“Therefore, knowing the fear of the Lord, we persuade others.” 2 Cor. 5:11

What is the fear of the Lord? That is a question that is larger than can be addressed in a blog post, but I would like to examine one characteristic of fear that may help us experience more of the fear of the Lord (a good thing).

Fear Feature: We tend to focus on and look for what we fear. If someone has a fear of snakes and they walk in the woods, they are looking fervently for snakes. If someone fears rejection, they will listen in every conversation for a negative comment, gesture, or omitted compliment (often hearing one whether it was there or not). If someone fears failure, then each moment is braced against it, asking for some skill or knowledge they do not have (often being paralyzed from doing things they are perfectly capable of doing).

Living in the fear of the Lord then, means to live with a constant awareness of God. What is He doing? What is His will for this situation? How can I express His character in this relationship? How could I please Him in this moment? In this regard, we might say that the opposite of the fear of the Lord is casualness/forgetfulness towards God.

In 2 Corinthians 5 Paul draws a connection between someone’s fear of the Lord and their level of persuasiveness.

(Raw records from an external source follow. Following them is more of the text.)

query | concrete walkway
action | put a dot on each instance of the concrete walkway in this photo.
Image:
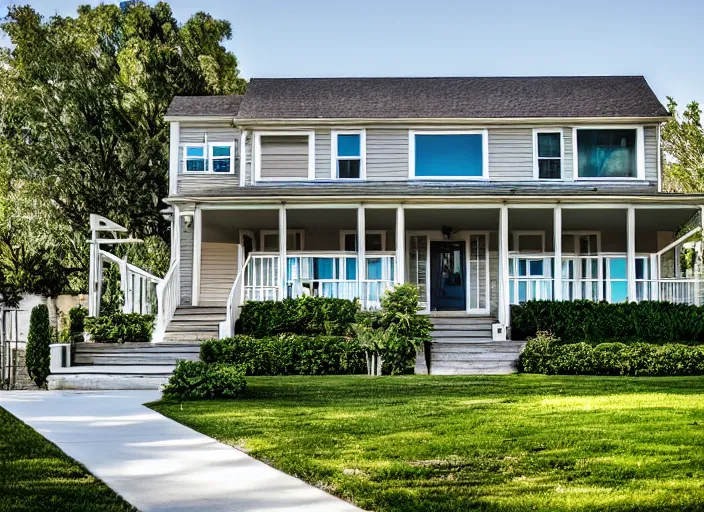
(155, 463)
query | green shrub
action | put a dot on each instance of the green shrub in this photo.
(305, 316)
(597, 322)
(76, 322)
(197, 380)
(545, 354)
(39, 338)
(120, 328)
(287, 354)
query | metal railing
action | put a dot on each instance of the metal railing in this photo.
(168, 293)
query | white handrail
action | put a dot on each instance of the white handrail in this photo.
(226, 328)
(168, 295)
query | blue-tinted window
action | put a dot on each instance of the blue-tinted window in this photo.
(195, 159)
(448, 155)
(348, 145)
(606, 153)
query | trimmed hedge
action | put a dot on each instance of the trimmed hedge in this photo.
(596, 322)
(287, 355)
(304, 316)
(197, 380)
(545, 354)
(120, 328)
(39, 338)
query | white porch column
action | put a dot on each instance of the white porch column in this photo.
(504, 305)
(361, 250)
(174, 140)
(283, 238)
(400, 263)
(631, 252)
(197, 240)
(557, 244)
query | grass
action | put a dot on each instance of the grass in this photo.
(36, 476)
(474, 443)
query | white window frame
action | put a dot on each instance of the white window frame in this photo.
(537, 158)
(346, 232)
(412, 154)
(211, 146)
(335, 158)
(517, 235)
(288, 133)
(184, 160)
(640, 152)
(264, 232)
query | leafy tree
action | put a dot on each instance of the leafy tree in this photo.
(82, 101)
(38, 341)
(683, 145)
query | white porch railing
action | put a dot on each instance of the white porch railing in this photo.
(138, 286)
(168, 293)
(234, 301)
(261, 277)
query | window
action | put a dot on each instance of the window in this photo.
(294, 240)
(547, 147)
(448, 155)
(373, 241)
(194, 158)
(348, 149)
(222, 158)
(216, 157)
(607, 153)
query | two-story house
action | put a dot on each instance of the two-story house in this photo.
(482, 192)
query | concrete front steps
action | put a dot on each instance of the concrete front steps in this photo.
(192, 324)
(463, 345)
(124, 366)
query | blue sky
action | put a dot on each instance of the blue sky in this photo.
(659, 39)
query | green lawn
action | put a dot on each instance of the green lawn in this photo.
(36, 476)
(474, 443)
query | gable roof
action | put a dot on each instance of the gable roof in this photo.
(204, 106)
(466, 97)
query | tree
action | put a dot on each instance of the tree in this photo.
(38, 341)
(683, 145)
(82, 101)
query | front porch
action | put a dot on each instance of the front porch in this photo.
(470, 259)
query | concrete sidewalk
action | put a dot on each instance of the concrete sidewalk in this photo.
(155, 463)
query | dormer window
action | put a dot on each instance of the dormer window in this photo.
(348, 150)
(547, 154)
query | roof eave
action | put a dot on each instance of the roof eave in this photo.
(183, 117)
(246, 122)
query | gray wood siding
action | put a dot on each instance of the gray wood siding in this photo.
(192, 183)
(284, 156)
(218, 271)
(650, 136)
(186, 264)
(323, 155)
(387, 154)
(511, 154)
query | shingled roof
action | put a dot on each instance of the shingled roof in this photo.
(204, 106)
(478, 97)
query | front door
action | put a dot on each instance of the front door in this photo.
(448, 280)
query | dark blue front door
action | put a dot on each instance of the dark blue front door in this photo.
(447, 276)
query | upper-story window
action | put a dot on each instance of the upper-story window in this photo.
(547, 154)
(448, 155)
(348, 151)
(284, 156)
(609, 153)
(215, 157)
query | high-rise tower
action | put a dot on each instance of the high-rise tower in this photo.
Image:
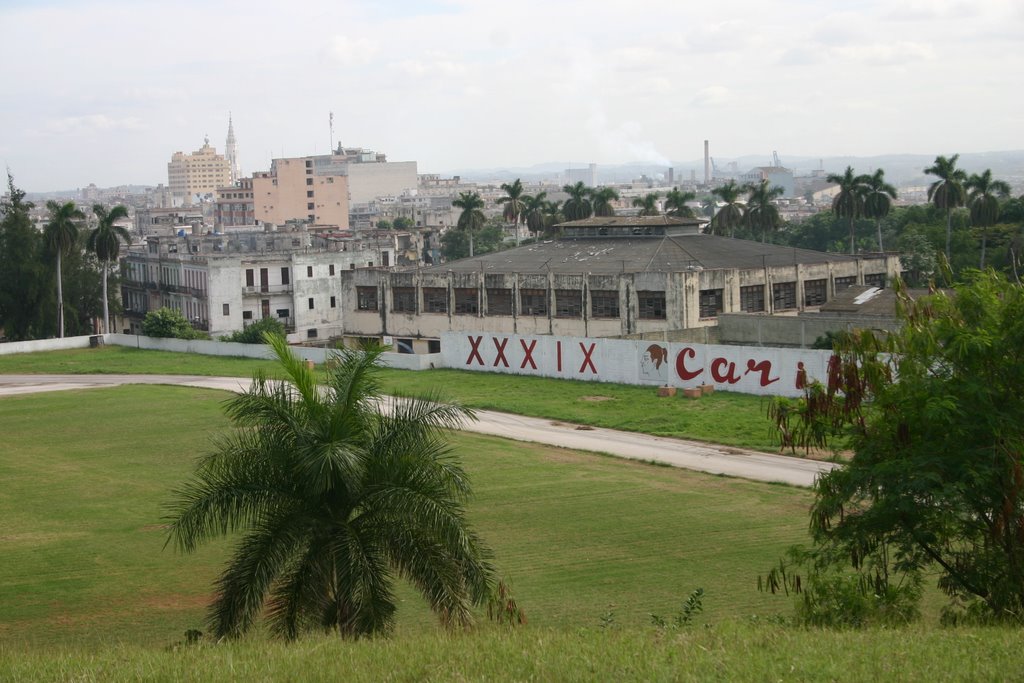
(230, 152)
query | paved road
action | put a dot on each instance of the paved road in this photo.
(689, 455)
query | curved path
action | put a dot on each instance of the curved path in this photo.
(690, 455)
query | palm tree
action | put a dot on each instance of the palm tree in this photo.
(577, 207)
(675, 203)
(104, 242)
(647, 204)
(535, 212)
(61, 235)
(335, 496)
(761, 210)
(983, 201)
(849, 202)
(514, 206)
(947, 193)
(730, 216)
(878, 199)
(471, 219)
(602, 199)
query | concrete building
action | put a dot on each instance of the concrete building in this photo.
(201, 172)
(620, 276)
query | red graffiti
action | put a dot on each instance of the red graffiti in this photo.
(587, 360)
(475, 353)
(527, 351)
(500, 347)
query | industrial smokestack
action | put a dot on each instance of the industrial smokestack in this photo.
(707, 164)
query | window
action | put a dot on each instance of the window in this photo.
(434, 300)
(466, 302)
(650, 305)
(710, 303)
(783, 296)
(366, 298)
(752, 299)
(568, 303)
(499, 302)
(876, 280)
(534, 302)
(403, 300)
(843, 283)
(603, 303)
(815, 292)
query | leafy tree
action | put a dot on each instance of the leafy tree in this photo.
(947, 193)
(335, 498)
(849, 202)
(471, 219)
(256, 332)
(602, 199)
(514, 205)
(762, 214)
(936, 482)
(675, 203)
(983, 202)
(878, 199)
(104, 242)
(731, 215)
(578, 206)
(61, 236)
(23, 278)
(647, 204)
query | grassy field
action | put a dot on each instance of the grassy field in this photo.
(731, 419)
(580, 537)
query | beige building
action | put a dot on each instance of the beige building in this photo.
(201, 172)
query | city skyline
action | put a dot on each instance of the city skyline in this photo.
(113, 88)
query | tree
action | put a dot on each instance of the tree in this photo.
(602, 199)
(104, 242)
(878, 199)
(647, 204)
(731, 215)
(335, 497)
(471, 219)
(936, 482)
(514, 205)
(577, 207)
(849, 202)
(983, 202)
(761, 210)
(675, 203)
(61, 236)
(947, 193)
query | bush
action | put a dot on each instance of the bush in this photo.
(253, 334)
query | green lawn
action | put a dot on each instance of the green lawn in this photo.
(579, 536)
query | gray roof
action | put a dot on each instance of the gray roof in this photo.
(637, 254)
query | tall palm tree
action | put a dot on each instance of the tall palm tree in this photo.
(335, 497)
(849, 202)
(61, 236)
(730, 216)
(535, 212)
(879, 197)
(675, 203)
(602, 199)
(647, 204)
(514, 206)
(983, 201)
(947, 193)
(761, 210)
(104, 242)
(471, 219)
(578, 206)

As we will see in just a moment, Paul was not trying to create the latest, greatest sales technique. Paul was merely putting a reality into words.

The fear of the Lord is the only fear that is not self-centered.  All other fears are necessarily self-centered because their ultimate goal is self-preservation.  The fear of the Lord begins with denying ourselves and dying to our desires (Luke 9:23-24).

This influences our ability to be persuasive in three ways:

  1. People are more apt to listen to someone who is not out for what they can gain in a situation.  Paul had modeled this in his early preaching in Corinth (1 Cor 9:9-12). He would not allow the Corinthians to give him money for his ministry so that they would know of the sincerity of his message. One good question for measuring trust is, “How much does this person fear God?”
  2. We are more able to interpret a situation correctly when the lenses of self are not distorting our motives. We tend to see what we fear/trust.  If we fear/trust money, we see a profit margin. If we fear/trust acceptance, we see rejection. If we fear/trust power, we see opportunities to get ahead. When we actively fear/trust God, we see things as they really are (rather than through the distortion of our fears). When we do not see things accurately people are confused and turned off by the sense that our words are “off.”
  3. Finally, when we fear the Lord we do not require a certain response from the other person as personal validation. Their acceptance or rejection of our message (i.e., the Gospel, a biblical way to resolve a particular conflict, a character quality we ask of our children, etc…) is not personal acceptance or rejection. We can then model a kind of social freedom that is sorely lacking in our insecure culture that hyper-personalizes differences.